1. Field of the Invention
The present invention is directed to computer systems; and more particularly, it is directed to tessellation of geometric objects using computer systems.
2. Description of the Related Art
As the power and complexity of personal computer systems increase, graphics operations are increasingly being performed using dedicated graphics rendering devices referred to as graphics processing units (GPUs). As used herein, the terms “graphics processing unit” and “graphics processor” are used interchangeably. GPUs are often used in removable graphics cards that are coupled to a motherboard via a standardized bus (e.g., AGP, PCI, or PCI Express). GPUs may also be used in game consoles and in integrated graphics solutions (e.g., for use in some portable computers and lower-cost desktop computers). Although GPUs vary in their capabilities, they may typically be used to perform such tasks as rendering of two-dimensional (2D) graphical data, rendering of three-dimensional (3D) graphical data, accelerated rendering of graphical user interface (GUI) display elements, and digital video playback. A GPU may implement one or more application programmer interfaces (APIs) that permit programmers to invoke the functionality of the GPU.

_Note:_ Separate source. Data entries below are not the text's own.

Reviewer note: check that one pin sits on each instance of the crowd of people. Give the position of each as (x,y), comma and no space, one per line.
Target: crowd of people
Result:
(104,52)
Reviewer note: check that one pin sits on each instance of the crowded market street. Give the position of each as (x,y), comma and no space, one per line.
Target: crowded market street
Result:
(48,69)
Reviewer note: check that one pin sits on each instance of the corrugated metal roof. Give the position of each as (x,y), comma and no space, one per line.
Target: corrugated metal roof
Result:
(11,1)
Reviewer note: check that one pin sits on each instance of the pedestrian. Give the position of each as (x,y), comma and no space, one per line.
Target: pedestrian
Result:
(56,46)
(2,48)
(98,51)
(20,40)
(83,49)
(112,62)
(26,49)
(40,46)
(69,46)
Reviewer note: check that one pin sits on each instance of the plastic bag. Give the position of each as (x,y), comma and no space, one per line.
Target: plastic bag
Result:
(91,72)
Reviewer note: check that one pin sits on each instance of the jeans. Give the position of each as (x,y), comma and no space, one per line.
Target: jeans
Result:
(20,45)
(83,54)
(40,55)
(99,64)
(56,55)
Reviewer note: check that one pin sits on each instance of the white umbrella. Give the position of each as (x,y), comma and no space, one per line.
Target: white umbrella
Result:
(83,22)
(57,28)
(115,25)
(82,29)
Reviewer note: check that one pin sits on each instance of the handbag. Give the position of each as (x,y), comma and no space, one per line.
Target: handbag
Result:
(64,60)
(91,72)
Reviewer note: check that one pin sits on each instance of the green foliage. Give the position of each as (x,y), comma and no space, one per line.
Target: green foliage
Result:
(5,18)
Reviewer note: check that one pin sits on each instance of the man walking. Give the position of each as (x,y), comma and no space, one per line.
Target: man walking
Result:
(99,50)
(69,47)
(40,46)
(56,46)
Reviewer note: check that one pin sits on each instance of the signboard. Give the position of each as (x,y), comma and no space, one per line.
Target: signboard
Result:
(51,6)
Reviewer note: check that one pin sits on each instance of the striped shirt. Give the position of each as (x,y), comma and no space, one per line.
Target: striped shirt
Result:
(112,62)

To reduce demands on central processing units (CPUs) of computer systems, GPUs may be tasked with performing operations that would otherwise contribute to the CPU load. Accordingly, modern GPUs are typically implemented with specialized features for efficient performance of common graphics operations. For example, a GPU often includes a plurality of execution channels that can be used simultaneously for highly parallel processing. A GPU may include various built-in and configurable structures for rendering digital images to an imaging device.
Digital images may include raster graphics, vector graphics, or a combination thereof. Raster graphics data (also referred to herein as bitmaps) may be stored and manipulated as a grid of individual picture elements called pixels. A bitmap may be characterized by its width and height in pixels and also by the number of bits per pixel. Commonly, a color bitmap defined in the RGB (red, green blue) color space may comprise between one and eight bits per pixel for each of the red, green, and blue channels. An alpha channel may be used to store additional data such as per-pixel transparency values.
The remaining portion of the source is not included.